No error in allowing bag of marijuana to go to jury during deliberations
State v. Vaughn Caruth Gilmer, 2014AP1873-CR, District 1, 8/18/15 (not recommended for publication); case activity (including briefs)
The circuit court properly exercised its discretion in allowing the deliberating jury to have a bag of marijuana that had been admitted into evidence because it aided the jury in assessing the credibility of the witnesses’ testimony.
Officer justified in asking semi driver for PBT
Village of Fredonia v. Bruce A. Gossett, 2015AP298, District 2, 8/12/15 (one-judge decision; ineligible for publication); case activity (including briefs)

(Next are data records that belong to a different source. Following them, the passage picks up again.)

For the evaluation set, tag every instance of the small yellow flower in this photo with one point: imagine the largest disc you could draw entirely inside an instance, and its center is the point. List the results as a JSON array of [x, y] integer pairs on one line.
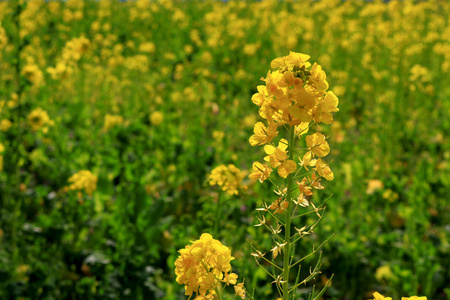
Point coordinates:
[[111, 121], [202, 265], [378, 296], [239, 290], [156, 118], [83, 180], [229, 178], [5, 124], [38, 118], [324, 170], [263, 134], [260, 171], [317, 144]]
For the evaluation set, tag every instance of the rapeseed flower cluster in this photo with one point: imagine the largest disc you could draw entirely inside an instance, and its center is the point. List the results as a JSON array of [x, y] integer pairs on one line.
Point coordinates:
[[378, 296], [203, 266], [111, 121], [228, 178], [295, 96], [83, 179], [39, 119]]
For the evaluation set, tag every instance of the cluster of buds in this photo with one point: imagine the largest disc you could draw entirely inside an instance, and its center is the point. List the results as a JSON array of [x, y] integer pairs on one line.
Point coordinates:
[[296, 96]]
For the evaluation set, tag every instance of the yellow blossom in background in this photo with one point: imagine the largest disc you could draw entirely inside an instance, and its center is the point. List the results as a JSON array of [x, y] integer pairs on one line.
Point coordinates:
[[239, 290], [228, 178], [38, 119], [317, 144], [83, 180], [202, 265], [260, 171], [263, 134], [111, 121], [156, 118], [147, 48], [373, 185], [5, 124], [378, 296]]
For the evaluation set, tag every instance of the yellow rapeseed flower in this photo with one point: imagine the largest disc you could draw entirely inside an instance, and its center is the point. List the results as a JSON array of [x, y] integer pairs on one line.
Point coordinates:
[[83, 180], [202, 265], [38, 119], [156, 118], [111, 121], [229, 178]]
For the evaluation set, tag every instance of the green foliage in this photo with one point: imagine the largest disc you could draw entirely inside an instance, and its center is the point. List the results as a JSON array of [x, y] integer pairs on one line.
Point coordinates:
[[152, 195]]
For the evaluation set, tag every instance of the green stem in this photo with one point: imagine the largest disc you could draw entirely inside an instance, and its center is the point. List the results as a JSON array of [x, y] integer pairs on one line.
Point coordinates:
[[287, 227], [219, 291], [217, 216]]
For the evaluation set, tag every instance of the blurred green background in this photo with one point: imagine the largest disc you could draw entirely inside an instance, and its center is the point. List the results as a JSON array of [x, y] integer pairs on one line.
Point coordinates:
[[149, 96]]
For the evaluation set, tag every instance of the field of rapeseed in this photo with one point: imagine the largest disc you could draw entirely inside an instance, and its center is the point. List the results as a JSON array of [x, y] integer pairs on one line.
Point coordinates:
[[225, 149]]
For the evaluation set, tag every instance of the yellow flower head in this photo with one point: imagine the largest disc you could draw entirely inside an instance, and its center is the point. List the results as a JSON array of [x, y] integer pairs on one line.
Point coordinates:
[[317, 144], [156, 118], [111, 121], [38, 118], [324, 170], [263, 134], [202, 265], [260, 171], [83, 180], [378, 296], [229, 178]]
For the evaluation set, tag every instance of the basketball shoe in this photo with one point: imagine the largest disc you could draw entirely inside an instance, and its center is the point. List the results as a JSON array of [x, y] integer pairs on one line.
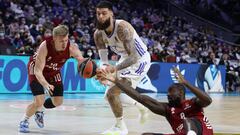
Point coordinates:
[[24, 126]]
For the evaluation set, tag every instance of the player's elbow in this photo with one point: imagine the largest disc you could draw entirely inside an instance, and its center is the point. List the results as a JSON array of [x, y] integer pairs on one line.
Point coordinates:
[[134, 59]]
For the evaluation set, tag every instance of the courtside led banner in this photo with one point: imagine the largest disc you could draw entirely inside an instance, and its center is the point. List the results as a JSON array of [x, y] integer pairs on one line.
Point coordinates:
[[14, 77]]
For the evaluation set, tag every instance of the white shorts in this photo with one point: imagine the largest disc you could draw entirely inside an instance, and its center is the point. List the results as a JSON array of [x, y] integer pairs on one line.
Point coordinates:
[[135, 72]]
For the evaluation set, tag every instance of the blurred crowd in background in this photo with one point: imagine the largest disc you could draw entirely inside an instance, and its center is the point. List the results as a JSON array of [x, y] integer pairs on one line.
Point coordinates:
[[24, 24]]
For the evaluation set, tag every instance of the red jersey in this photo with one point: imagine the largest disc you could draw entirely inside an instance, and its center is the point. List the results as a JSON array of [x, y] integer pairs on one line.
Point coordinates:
[[188, 109], [54, 62]]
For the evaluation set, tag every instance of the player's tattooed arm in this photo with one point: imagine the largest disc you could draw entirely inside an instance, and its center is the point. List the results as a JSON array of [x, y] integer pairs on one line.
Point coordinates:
[[125, 33], [99, 40], [102, 49]]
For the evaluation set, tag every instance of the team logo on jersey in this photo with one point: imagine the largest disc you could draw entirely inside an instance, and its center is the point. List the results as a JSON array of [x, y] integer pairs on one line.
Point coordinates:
[[173, 74], [116, 39], [49, 58]]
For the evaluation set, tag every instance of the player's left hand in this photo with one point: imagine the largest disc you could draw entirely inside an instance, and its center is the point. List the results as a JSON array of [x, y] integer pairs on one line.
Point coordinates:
[[179, 76], [104, 75]]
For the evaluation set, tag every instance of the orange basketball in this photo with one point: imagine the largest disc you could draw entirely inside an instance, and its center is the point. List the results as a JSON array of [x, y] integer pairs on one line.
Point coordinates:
[[87, 68]]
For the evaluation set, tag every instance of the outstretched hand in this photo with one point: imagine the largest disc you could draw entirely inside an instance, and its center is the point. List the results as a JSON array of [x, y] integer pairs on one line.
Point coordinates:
[[179, 76]]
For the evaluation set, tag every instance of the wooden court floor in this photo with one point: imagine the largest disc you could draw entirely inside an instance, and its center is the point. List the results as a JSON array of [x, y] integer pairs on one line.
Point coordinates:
[[90, 114]]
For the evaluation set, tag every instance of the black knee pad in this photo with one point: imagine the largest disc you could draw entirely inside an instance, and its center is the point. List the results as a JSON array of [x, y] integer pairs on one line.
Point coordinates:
[[48, 104]]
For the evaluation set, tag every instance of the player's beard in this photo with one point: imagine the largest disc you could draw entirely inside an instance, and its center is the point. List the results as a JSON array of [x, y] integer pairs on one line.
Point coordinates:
[[104, 25]]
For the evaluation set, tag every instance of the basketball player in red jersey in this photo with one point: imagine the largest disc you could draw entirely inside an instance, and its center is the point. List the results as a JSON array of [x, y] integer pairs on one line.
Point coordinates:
[[44, 74], [185, 116]]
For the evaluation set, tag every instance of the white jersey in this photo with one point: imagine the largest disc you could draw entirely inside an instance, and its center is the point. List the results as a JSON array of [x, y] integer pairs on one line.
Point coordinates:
[[136, 71], [117, 46]]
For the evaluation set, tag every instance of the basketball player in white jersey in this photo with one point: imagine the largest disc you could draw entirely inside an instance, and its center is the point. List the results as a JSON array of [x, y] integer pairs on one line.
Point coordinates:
[[133, 65]]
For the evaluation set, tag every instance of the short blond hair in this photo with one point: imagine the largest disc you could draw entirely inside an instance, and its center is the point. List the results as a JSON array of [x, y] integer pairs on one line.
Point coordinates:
[[60, 30]]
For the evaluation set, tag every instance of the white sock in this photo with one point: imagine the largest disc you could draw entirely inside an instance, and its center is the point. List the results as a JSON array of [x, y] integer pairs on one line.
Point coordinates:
[[120, 123], [128, 100], [40, 109], [25, 117], [191, 132]]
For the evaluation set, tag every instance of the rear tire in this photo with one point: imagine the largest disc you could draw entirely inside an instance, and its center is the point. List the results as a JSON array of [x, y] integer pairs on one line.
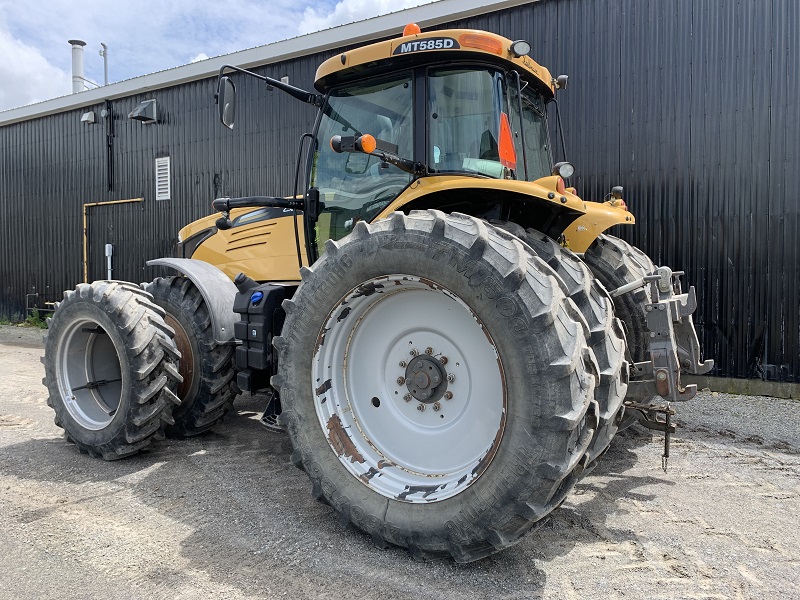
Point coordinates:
[[606, 334], [111, 368], [207, 391], [522, 409]]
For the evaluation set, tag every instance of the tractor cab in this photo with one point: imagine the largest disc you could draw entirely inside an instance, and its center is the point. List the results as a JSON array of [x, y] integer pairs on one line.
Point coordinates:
[[448, 104]]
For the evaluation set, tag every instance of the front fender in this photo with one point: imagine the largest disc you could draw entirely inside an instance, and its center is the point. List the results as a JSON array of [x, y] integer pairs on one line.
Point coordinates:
[[598, 217], [216, 288]]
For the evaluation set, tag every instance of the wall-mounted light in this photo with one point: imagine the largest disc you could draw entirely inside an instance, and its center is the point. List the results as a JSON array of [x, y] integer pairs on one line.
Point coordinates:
[[146, 112]]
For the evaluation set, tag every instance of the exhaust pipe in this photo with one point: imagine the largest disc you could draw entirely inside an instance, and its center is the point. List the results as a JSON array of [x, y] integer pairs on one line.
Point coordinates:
[[77, 65]]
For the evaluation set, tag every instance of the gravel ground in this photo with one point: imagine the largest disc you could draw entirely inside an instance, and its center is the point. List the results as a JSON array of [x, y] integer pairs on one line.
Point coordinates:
[[227, 516]]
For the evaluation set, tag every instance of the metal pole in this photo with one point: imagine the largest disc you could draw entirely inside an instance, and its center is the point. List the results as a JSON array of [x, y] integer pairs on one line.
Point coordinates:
[[104, 54]]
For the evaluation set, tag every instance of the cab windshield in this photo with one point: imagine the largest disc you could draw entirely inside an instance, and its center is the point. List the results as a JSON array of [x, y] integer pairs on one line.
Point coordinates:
[[355, 186], [464, 111]]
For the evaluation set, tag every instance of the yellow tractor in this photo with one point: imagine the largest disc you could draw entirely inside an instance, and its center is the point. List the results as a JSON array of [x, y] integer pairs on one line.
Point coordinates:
[[441, 325]]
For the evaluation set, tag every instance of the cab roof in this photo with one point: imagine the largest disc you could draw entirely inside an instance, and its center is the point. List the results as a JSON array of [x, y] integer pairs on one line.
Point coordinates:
[[431, 47]]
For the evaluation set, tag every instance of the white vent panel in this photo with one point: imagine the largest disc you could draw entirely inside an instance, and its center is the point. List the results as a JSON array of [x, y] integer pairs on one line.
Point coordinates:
[[162, 178]]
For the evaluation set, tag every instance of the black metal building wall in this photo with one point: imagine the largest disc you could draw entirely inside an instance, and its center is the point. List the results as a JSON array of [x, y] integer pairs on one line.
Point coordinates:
[[690, 104]]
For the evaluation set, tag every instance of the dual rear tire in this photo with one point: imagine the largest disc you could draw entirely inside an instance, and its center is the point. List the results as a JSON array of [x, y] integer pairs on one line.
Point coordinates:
[[360, 375]]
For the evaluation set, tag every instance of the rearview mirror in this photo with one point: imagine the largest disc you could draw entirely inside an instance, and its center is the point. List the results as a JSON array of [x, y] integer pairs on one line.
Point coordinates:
[[226, 100]]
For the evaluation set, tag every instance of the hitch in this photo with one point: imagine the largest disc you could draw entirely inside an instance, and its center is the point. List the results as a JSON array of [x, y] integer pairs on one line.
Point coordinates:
[[674, 346], [647, 416]]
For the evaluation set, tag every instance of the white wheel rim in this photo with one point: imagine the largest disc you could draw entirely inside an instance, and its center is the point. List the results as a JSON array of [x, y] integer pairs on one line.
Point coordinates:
[[370, 389], [89, 375]]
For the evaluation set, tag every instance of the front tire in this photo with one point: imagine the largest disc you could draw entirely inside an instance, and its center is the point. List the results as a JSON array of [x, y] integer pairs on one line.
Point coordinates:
[[471, 477], [111, 368], [606, 334], [207, 391]]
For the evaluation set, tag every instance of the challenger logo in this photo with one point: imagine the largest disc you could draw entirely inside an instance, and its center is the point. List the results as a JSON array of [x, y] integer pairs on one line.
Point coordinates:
[[429, 44]]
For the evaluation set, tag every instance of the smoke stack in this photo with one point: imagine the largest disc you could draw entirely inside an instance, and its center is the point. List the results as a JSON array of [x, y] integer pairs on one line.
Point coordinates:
[[77, 65]]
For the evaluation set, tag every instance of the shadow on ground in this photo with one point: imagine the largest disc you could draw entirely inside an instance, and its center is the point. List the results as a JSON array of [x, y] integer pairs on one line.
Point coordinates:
[[255, 527]]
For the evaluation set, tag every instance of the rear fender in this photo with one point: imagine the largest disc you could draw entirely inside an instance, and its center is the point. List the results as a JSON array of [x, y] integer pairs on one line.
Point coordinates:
[[217, 289]]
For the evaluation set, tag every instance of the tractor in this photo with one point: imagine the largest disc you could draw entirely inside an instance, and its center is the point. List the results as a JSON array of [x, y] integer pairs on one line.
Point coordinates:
[[435, 318]]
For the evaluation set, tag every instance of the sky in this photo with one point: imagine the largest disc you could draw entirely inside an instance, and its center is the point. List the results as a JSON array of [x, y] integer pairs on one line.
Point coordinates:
[[145, 36]]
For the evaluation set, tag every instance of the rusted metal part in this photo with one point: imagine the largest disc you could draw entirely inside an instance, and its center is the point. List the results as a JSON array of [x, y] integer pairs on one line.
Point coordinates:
[[425, 490], [323, 388], [341, 442], [648, 416], [673, 341]]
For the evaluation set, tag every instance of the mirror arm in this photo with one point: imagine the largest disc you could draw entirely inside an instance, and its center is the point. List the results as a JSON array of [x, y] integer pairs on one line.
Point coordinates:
[[295, 92]]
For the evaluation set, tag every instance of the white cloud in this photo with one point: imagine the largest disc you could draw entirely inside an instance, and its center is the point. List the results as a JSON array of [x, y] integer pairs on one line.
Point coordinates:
[[27, 76], [148, 35], [349, 11]]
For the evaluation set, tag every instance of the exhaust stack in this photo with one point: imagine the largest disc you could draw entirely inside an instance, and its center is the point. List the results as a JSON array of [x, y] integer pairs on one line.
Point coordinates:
[[77, 65]]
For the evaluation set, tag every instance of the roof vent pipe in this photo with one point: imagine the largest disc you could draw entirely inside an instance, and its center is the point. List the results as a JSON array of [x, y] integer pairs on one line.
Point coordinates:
[[77, 65]]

Police need probable cause to believe the driver is operating while intoxicated before they can request a PBT from the driver of a noncommercial vehicle; but for a commercial driver, they can request a PBT if they detect “any presence” of alcohol or have “reason to believe” the driver is operating with an alcohol concentration above zero, § 343.303, and State v. Goss, 2011 WI 104, ¶12, 338 Wis. 2d 72, 806 N.W.2d 918. The “reason to believe” standard was satisfied in this case, so police properly asked Gossett—the driver of a semi tractor-trailer—for a PBT.
Trial court gave adequate consideration to harm resulting from terminating of parental rights
State v. K.K., 2015AP986, 2015AP987, & 2015AP988, District 1, 8/11/15 (one-judge decision; ineligible for publication); case activity
K.K. argued that in deciding to terminate her parental rights, the circuit court failed adequately to consider the harm resulting from severing the legal relationship between her and her children given the substantial relationship she had with them. The court of appeals holds the court’s exercise of discretion was proper under Darryl T.-H. v. Margaret H., 2000 WI 42, 234 Wis. 2d 606, 610 N.W.2d 475.
Trial court properly excluded defendant’s testimony that injunction petitioner was “stalking” him
State v. Randall Ray Madison, 2015AP451-CR & 2015AP452-CR, District 1, 8/11/15 (one-judge decision; ineligible for publication); case activity (including briefs)
Madison, who was charged with violating a domestic abuse injunction obtained against him by L.M., wanted to testify that L.M. “stalks me.” (¶5). The trial court properly exercised its discretion in excluding this testimony.